Rev. David McDonald strude86 at charter.net
Sat Oct 3 12:52:26 MDT 2009

Wanda raises an interesting point, and one I'd like to expound on.

While local societies and libraries may, in fact, offer beginning and elementary seminars and workshops, why should the national conferences ignore beginners in planning their agendas? First, when a "big" conference comes nearby many local societies choose to forego some of their own events and activities in order to provide local leadership for the national gathering--leaving those events and activities without presenters and leadership. The "big" conferences then temporarily fill the purpose of the local society, even if not being run by the local societies themselves.

In addition, we all have to admit that sometimes local lecturers are brought in because they're "available," not necessarily because they're "the best." Anyone who has ever been a local society program chair knows that getting top-flight lecturers can be a real task, and sometimes you have to take what you can to fill the slot. NOTE: this is not a criticism of local societies, speakers or program chairs! It's intended as a reality-check for us all.

Thirdly, why shouldn't new researchers, and those less-experienced, be exposed to leading lecturers in the field early on? Are we saying that competent and top-flight figures in the community have only the more advanced researchers to teach? I'll grant you, lecturers for those with greater experience may be harder to find, but I also would be hesitant to limit their exposure to only more seasoned researchers.

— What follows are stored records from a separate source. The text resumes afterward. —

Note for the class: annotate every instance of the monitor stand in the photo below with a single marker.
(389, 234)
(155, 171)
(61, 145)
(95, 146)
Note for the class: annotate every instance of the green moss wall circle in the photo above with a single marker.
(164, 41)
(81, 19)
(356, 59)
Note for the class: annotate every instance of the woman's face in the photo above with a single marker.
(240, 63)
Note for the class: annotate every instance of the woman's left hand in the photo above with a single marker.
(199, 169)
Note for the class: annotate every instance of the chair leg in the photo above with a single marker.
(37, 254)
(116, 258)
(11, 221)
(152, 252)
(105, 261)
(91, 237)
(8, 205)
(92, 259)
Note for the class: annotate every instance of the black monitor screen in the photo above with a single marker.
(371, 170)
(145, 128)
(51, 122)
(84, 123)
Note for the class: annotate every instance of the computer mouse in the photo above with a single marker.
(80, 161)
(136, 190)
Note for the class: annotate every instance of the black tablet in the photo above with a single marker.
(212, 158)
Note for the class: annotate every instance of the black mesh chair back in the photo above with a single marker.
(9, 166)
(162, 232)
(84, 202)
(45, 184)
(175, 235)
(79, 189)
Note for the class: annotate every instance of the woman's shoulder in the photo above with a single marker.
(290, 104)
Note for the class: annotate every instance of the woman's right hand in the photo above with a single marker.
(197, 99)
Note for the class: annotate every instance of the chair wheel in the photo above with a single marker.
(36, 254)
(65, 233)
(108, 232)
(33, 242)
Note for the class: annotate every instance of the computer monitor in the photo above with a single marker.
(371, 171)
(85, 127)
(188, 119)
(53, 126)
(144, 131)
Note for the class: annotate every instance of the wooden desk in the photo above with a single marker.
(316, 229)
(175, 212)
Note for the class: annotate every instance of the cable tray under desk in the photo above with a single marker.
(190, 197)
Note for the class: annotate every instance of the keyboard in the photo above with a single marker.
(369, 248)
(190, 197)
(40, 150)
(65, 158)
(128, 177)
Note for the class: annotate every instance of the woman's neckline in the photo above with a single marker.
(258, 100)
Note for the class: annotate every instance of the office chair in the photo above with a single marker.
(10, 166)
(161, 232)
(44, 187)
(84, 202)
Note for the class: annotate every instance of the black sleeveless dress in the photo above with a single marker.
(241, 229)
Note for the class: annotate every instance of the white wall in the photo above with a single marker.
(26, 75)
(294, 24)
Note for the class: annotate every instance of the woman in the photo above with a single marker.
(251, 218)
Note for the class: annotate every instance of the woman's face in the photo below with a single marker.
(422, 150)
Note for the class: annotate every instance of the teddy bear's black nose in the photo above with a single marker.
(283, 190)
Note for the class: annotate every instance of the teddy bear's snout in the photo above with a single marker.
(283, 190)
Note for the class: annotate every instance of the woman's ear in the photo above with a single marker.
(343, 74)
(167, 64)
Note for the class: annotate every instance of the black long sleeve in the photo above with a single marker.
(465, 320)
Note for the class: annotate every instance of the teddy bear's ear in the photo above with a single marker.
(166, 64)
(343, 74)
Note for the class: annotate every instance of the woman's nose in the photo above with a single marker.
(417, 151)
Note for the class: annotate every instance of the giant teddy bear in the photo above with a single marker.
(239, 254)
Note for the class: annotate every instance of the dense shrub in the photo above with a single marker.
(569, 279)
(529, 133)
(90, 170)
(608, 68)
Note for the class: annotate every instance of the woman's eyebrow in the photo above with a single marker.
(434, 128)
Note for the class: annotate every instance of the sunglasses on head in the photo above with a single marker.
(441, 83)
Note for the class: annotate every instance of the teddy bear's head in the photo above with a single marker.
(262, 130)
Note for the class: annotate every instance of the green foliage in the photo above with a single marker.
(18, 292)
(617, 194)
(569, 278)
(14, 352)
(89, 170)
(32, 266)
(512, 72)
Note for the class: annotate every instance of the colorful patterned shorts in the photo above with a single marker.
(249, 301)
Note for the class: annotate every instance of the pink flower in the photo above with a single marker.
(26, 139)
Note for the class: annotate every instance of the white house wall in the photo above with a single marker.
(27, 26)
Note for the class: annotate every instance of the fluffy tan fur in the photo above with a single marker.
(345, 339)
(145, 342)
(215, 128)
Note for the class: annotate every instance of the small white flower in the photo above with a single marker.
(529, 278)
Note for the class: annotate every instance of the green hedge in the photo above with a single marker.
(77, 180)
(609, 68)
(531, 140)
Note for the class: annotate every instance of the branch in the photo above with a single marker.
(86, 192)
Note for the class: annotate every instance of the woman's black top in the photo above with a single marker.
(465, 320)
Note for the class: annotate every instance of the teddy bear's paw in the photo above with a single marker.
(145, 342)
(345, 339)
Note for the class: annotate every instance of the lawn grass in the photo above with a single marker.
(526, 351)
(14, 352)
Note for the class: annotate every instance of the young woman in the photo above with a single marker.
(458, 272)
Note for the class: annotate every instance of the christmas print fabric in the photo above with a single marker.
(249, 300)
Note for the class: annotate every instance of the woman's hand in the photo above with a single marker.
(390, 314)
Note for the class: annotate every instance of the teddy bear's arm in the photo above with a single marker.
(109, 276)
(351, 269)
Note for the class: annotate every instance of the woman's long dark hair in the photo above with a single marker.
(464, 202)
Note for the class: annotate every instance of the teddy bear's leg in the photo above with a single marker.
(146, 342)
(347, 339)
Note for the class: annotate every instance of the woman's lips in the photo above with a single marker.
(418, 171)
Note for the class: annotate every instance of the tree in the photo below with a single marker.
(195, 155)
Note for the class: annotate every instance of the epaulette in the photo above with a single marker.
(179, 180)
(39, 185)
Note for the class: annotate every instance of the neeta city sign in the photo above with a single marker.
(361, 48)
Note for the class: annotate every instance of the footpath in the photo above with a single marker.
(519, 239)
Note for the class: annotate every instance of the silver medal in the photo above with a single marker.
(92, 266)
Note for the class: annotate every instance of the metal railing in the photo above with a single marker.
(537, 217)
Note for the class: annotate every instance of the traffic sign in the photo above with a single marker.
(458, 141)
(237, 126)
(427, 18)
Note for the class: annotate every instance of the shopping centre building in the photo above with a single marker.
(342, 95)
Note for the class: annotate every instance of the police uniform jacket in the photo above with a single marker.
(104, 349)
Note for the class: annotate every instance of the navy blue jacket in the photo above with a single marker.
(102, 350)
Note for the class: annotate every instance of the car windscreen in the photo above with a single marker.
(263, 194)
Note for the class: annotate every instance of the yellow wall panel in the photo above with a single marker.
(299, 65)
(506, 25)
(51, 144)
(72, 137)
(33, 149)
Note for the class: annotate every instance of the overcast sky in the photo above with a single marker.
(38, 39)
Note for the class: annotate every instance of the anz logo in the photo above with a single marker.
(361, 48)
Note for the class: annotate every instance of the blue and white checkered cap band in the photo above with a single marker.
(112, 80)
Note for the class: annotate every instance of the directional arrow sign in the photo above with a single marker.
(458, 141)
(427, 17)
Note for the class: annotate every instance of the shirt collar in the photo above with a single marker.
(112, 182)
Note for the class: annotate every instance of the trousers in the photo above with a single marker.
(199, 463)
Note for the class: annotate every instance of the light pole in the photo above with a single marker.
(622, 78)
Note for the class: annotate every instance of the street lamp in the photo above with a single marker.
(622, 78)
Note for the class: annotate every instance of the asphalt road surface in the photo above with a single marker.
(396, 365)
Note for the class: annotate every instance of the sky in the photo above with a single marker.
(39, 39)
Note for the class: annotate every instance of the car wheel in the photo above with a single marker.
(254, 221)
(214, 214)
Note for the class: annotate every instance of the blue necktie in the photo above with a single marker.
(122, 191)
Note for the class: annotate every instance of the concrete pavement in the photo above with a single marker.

I'm reminded of life in the academic field, where more advanced scholarly endeavors are handled by the "full profs" but the first-year lectures are given over to the grad student and TA set. Wouldn't it occasionally be refreshing for the big shots to teach in the big lecture halls, too?

One of the beauties of the field is that genealogy is far from a one-size-fits-all proposition. I think the national conferences do a pretty good job of stretching to meet the needs of both beginners and more advanced learners.

(In the interests of full disclosure, I serve on the NGS board, which runs one of those "big" conferences, and am occasionally a speaker at both NGS and FGS. I have run week-long advanced-level seminars on British research, and am working to plan a regional advanced seminar in the upper midwest. But, I also do still speak at local and county society meetings, lineage society chapter meetings, various state-level seminars and regional entities within the broad spectrum of genealogical lecturing.)

Rev. Dr. David McDonald, CG(sm)*
Old Northwest Research, LLC

*"CG" & "Certified Genealogist" are service marks of the Board for Certification of Genealogists (R), and are used by authorized associates following periodic, peer-reviewed competency evaluations. Certificate  No. 452, renewed, expires 19 April 2014.